General Lee soon proved that he was, as General Scott had said, “the greatest military genius in America.” With smaller armies and poorer supplies and weapons than those of the north, he gained great victories—the second battle of Manassas, or Bull Run, Fredericksburg, and Chancellorsville. He defeated five northern generals, one after another. It took Grant, the sixth general sent against him, a whole year to “hammer” and surround Lee’s ragged, starving heroes, and capture them at last, when they were almost as helpless as a little flock of shorn sheep. And so noble and dignified was his character that he was honored and admired by north and south alike.

The motto of West Point Military Academy is “Duty, Honor, Country.” All through his life, in all that he did, Robert E. Lee showed that he respected Honor, loved his Country, and almost worshiped Duty. He expressed this thought when he wrote, “Duty is the sublimest word in our language.”

DAVY FARRAGUT, THE HERO OF MOBILE BAY

AFTER the War of Independence, there lived in a cabin among the mountains of Tennessee a Spaniard named Farragut, who had come to America to help the people in their fight for liberty. He had married a brave little Scotch woman. While her husband was away one day several skulking Indians hung around and watched for a chance to get into the cabin. The mother had seen them and sent her two little boys up under the roof, while she stood inside the door for hours, with an ax in her small hands, to kill the first Indian who tried to enter. After a long watch, the red men stole away, as much afraid of the fire in that little woman’s eye as of the ax in her hands. One of the two boys who crouched in almost breathless silence up in the cabin loft was Davy Farragut.

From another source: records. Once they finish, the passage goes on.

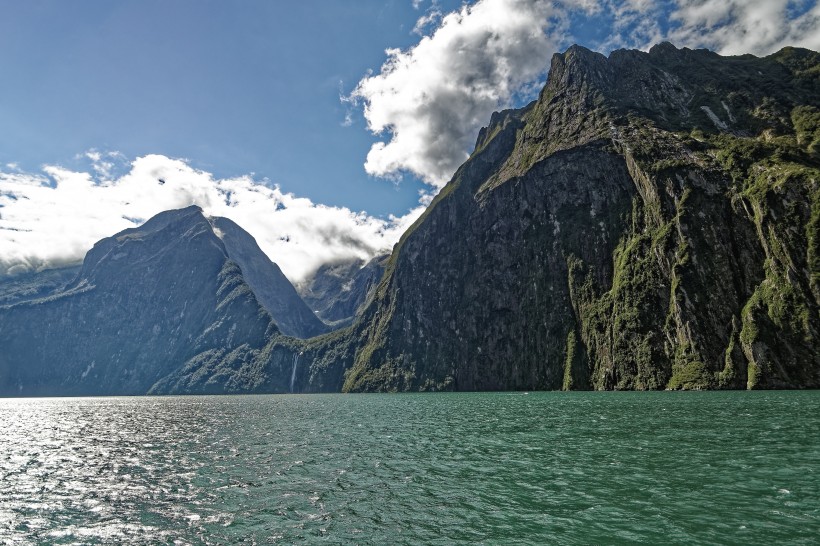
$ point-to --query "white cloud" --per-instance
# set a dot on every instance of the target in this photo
(53, 218)
(433, 97)
(734, 27)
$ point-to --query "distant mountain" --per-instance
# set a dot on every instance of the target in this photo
(270, 286)
(35, 285)
(146, 302)
(652, 221)
(337, 292)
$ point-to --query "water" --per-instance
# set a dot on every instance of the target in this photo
(501, 468)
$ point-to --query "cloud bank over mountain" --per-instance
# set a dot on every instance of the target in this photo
(428, 101)
(53, 218)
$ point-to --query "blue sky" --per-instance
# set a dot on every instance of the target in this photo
(235, 87)
(321, 126)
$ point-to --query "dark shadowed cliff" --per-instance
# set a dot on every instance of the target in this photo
(650, 222)
(147, 302)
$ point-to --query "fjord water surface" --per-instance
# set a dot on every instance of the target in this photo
(493, 468)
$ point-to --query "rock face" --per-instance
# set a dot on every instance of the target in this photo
(270, 286)
(146, 303)
(337, 292)
(651, 221)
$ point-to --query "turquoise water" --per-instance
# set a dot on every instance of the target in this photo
(493, 468)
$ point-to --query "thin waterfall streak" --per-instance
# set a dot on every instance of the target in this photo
(293, 372)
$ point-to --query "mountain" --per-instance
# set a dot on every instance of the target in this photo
(145, 303)
(337, 292)
(35, 285)
(270, 286)
(651, 221)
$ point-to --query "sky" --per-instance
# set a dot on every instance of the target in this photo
(323, 127)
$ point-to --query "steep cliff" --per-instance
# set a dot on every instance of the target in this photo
(337, 292)
(146, 303)
(651, 221)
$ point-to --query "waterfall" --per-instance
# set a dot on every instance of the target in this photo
(293, 373)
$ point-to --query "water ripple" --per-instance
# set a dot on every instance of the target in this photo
(570, 468)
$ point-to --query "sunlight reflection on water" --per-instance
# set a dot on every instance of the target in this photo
(441, 468)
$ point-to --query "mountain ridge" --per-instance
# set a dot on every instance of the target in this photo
(651, 221)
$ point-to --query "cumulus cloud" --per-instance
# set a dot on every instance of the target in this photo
(734, 27)
(433, 97)
(52, 218)
(430, 100)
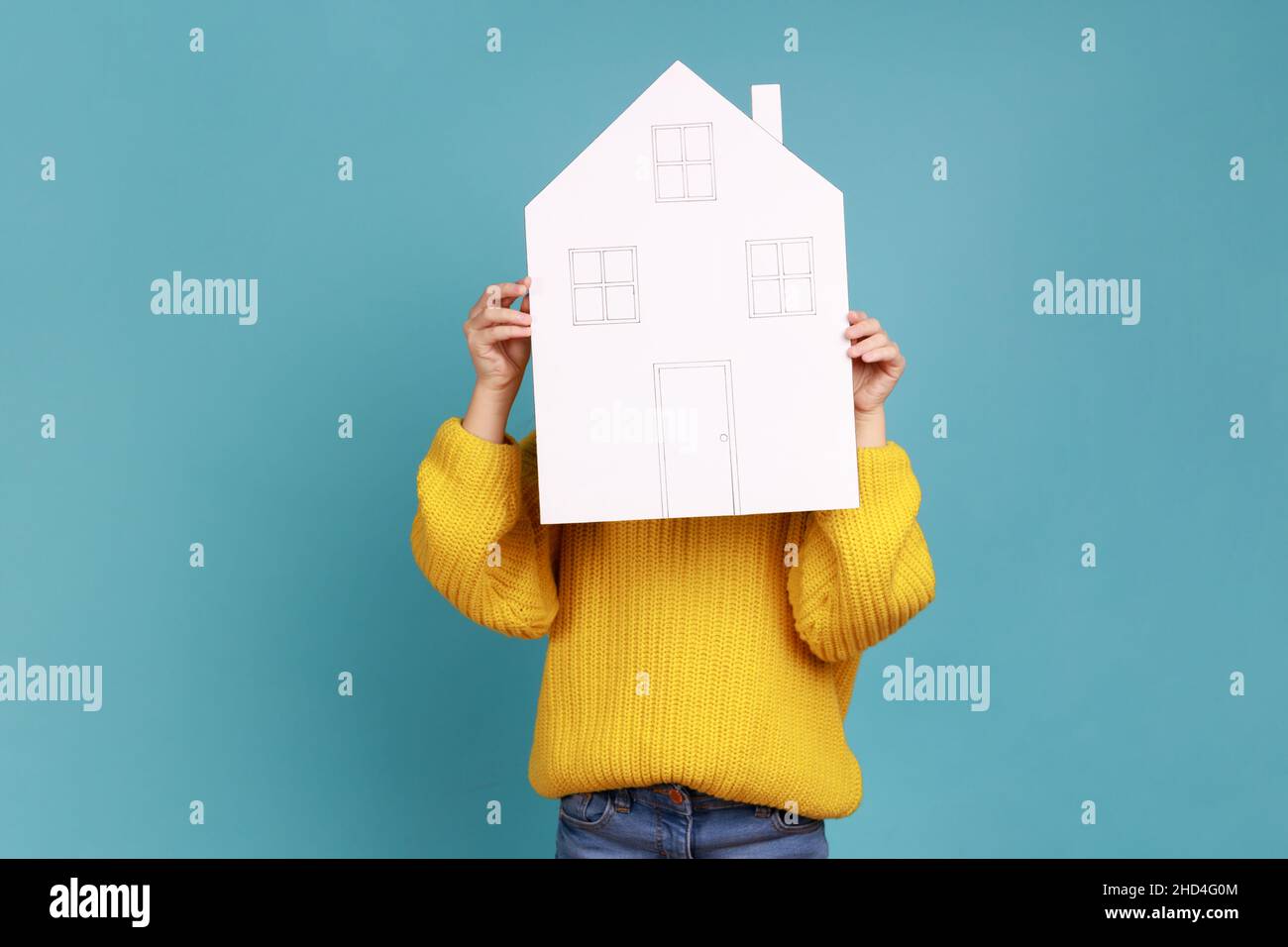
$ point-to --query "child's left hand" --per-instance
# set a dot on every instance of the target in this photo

When this lad was seven his father was appointed sailing master in the navy, and moved with his family to live by the large lake near New Orleans. When off duty, Farragut took his boys sailing on the lake. One day when he was out fishing he found an old man lying in the bottom of a rowboat, alone and unconscious. Farragut took the sick man home for his wife to nurse. In a few days the stranger died of yellow fever. The good wife caught the dread disease and died, too. The poor father was left to care for five motherless children under ten years of age.

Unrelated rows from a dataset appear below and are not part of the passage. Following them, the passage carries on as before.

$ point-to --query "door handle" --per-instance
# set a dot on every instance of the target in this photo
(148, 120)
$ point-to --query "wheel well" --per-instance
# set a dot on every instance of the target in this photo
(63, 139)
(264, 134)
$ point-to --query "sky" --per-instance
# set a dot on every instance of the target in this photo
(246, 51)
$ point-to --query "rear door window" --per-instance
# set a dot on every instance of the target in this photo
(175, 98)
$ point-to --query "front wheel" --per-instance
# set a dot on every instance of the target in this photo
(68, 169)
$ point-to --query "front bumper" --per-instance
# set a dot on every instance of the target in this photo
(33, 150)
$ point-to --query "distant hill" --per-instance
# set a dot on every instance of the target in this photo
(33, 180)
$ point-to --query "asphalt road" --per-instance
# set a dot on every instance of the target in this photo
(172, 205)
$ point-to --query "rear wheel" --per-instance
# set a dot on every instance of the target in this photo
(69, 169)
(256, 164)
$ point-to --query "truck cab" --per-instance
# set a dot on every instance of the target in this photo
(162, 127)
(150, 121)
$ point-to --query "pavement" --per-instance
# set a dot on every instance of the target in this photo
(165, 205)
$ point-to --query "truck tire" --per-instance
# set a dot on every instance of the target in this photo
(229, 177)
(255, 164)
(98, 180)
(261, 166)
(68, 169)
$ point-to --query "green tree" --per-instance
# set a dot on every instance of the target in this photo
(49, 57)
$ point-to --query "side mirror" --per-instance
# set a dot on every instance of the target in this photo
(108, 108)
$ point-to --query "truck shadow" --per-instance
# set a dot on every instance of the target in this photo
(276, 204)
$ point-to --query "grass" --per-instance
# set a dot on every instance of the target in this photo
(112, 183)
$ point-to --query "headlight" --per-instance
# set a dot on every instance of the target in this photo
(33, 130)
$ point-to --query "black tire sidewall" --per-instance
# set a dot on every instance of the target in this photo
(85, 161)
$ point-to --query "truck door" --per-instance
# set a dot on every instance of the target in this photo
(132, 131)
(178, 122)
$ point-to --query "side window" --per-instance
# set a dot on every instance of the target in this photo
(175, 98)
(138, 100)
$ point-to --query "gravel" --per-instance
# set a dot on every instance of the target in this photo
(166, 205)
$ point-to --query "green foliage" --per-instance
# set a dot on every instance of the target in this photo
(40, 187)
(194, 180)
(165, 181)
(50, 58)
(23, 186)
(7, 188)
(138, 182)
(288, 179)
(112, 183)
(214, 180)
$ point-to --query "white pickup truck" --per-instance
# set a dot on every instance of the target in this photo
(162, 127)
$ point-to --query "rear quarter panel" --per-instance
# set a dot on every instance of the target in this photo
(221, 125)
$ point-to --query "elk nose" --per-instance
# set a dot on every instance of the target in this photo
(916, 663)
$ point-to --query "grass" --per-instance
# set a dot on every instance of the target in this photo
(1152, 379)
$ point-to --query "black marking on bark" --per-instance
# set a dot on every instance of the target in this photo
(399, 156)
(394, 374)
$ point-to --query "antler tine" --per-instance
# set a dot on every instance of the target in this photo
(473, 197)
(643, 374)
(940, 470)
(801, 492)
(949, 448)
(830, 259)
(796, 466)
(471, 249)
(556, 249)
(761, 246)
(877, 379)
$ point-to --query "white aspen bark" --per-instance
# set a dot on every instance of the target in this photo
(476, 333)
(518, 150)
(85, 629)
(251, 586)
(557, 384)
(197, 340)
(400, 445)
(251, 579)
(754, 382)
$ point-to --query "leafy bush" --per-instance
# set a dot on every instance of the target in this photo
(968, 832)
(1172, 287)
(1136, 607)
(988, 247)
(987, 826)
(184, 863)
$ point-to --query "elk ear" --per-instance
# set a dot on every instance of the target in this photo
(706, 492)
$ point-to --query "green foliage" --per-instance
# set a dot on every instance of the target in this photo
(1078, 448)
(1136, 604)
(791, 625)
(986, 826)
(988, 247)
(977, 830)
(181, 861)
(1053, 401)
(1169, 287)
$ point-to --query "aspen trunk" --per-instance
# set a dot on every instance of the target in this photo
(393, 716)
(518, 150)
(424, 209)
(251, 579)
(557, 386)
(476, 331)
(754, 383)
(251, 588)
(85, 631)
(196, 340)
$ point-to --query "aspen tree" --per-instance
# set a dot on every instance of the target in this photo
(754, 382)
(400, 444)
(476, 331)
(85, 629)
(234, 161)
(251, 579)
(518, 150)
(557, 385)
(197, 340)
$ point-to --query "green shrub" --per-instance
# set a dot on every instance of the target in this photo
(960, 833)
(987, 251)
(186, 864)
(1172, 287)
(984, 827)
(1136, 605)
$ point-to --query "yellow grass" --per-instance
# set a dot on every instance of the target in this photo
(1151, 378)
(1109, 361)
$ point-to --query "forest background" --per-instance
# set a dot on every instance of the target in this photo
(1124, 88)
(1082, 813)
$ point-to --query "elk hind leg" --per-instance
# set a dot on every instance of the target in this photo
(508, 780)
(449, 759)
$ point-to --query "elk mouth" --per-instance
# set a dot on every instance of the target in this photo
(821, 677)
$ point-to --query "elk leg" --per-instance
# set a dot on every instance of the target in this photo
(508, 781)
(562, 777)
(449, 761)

It turned out that Captain David Porter, who was then in command of the naval station at New Orleans, was the dead man’s son. In gratitude for the care of his dying father, Captain Porter offered to adopt one of the Farragut boys. David was chosen, and the naval officer took the sturdy little lad to his home in New Orleans, and afterward to Washington, where he was sent to a good school.

In Washington the Secretary of the Navy saw what a bright, honest, pleasant-faced lad Davy Farragut was and, when he was ten years old, appointed him a midshipman on his adopted father’s ship. This was early in the War of 1812. After Porter’s warship, the Essex, had captured a British ship, the Alert, Middy Davy, lying awake in his hammock, saw a sailor of the Alert standing near, with a cocked pistol in his hand. Davy pretended to be asleep and the man passed on. The boy got up, crept into Captain Porter’s cabin, and whispered to him what he had just seen.

“Fire! Fire!” shouted the captain, and the sailors of the Essex came scrambling up on deck. Porter ordered them down to capture the imprisoned sailors of the Alert, who were preparing to kill the American crew and take the ship to England. Before any damage was done, the astonished Britishers were all in irons, thanks to the wide-awake shrewdness of eleven-year-old Midshipman Farragut.